La révolte des vignerons du Languedoc et du Roussillon

mars-juin 1907

Une des pancartes des viticulteurs de l’Aude, 1907
Carcassonne, Archives départementales de l’Aude
© A.D. Aude/service photographique

Le 11 mars 1907, 87 vignerons du village d’Argeliers conduits par Marcellin Albert se rendent à Narbonne où siège une commission d’enquête parlementaire envoyée pour étudier la crise de mévente des vins qui sévit depuis sept ans. Afin d’obtenir le droit de vivre en travaillant leur terre, ils exigent que la lutte contre la fraude soit mise à l’ordre du jour et inaugurent une série de manifestations pacifiques qui envahissent, dimanche après dimanche, les esplanades des villes du Languedoc et du Roussillon pour atteindre le 9 juin, à Montpellier, le chiffre de 500 000 participants, inégalé depuis. Bientôt rallié par Ernest Ferroul, maire socialiste de Narbonne, et appuyé sur une mobilisation générale sans distinction d’opinion ni de classe sociale, Marcellin Albert adresse au gouvernement de Clemenceau un ultimatum pour le vote d’une loi et déclenche, le 10 juin, la grève de l’impôt et la démission des municipalités. Le Midi est occupé militairement, la plupart des dirigeants de la révolte sont emprisonnés, des fusillades font six morts à Narbonne les 19 et 20 juin.
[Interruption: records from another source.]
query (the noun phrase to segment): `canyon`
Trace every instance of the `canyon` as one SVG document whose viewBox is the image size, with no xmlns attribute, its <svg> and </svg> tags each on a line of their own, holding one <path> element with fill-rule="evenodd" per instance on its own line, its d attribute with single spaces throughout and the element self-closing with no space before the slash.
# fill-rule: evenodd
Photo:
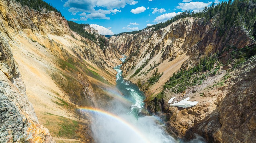
<svg viewBox="0 0 256 143">
<path fill-rule="evenodd" d="M 255 35 L 243 26 L 220 36 L 218 15 L 206 23 L 188 16 L 158 29 L 107 38 L 87 25 L 93 40 L 72 31 L 58 12 L 14 0 L 0 0 L 0 142 L 98 141 L 95 121 L 82 109 L 105 109 L 116 99 L 109 91 L 120 94 L 114 68 L 123 54 L 123 76 L 145 93 L 139 116 L 159 117 L 172 136 L 256 140 Z M 203 59 L 213 61 L 212 68 L 189 75 L 183 88 L 168 85 Z M 172 97 L 172 103 L 187 97 L 199 103 L 170 107 Z"/>
</svg>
Le 17ème régiment d’infanterie de Béziers se mutine alors, et ne se soumet que sous promesse d’indulgence, avant d’être expédié à Gafsa (Tunisie).

 

Reçu par Clemenceau le 23 juin, Marcellin Albert est discrédité par le prêt d’un billet de 100 francs pour payer son retour.

 

Les 29 juin et 15 juillet sont votées les lois qui encadrent pour un siècle la production et le marché des vins en France, en imposant la déclaration des récoltes, en réglementant le sucrage, en pourchassant la fraude et en contrôlant le mouvement des vins. La Confédération générale des vignerons (C.G.V.), première organisation d’un grand secteur agricole, est créée à Narbonne, le 22 septembre, sous la présidence de Ferroul.

 

Le mouvement de 1907 a tenu en haleine la presse nationale et l’opinion publique pendant plusieurs mois, ce qui suffirait à justifier son évocation. Par sa masse, sa durée, l’unanimité manifestée, il représente la dernière  grande révolte paysanne qui se soit déroulée en France, devenant une référence permanente pour d’autres mouvements. Par ses méthodes modernes : fixation des objectifs, propagation des mots d’ordre par la presse, pancartes, discours, interventions parlementaires, il illustre la démocratie participative. Par ses résultats qui inaugurent une intervention permanente de l’État dans la régulation d’un secteur économique, il modifie profondément l’économie française. Enfin, il institue des préoccupations écologiques et éthiques, avec la défense du vin naturel, et politiques, avec la référence affirmée au Midi occitan, la volonté de défendre l’emploi et la prise en compte des spécificités régionales dans la conduite des affaires publiques.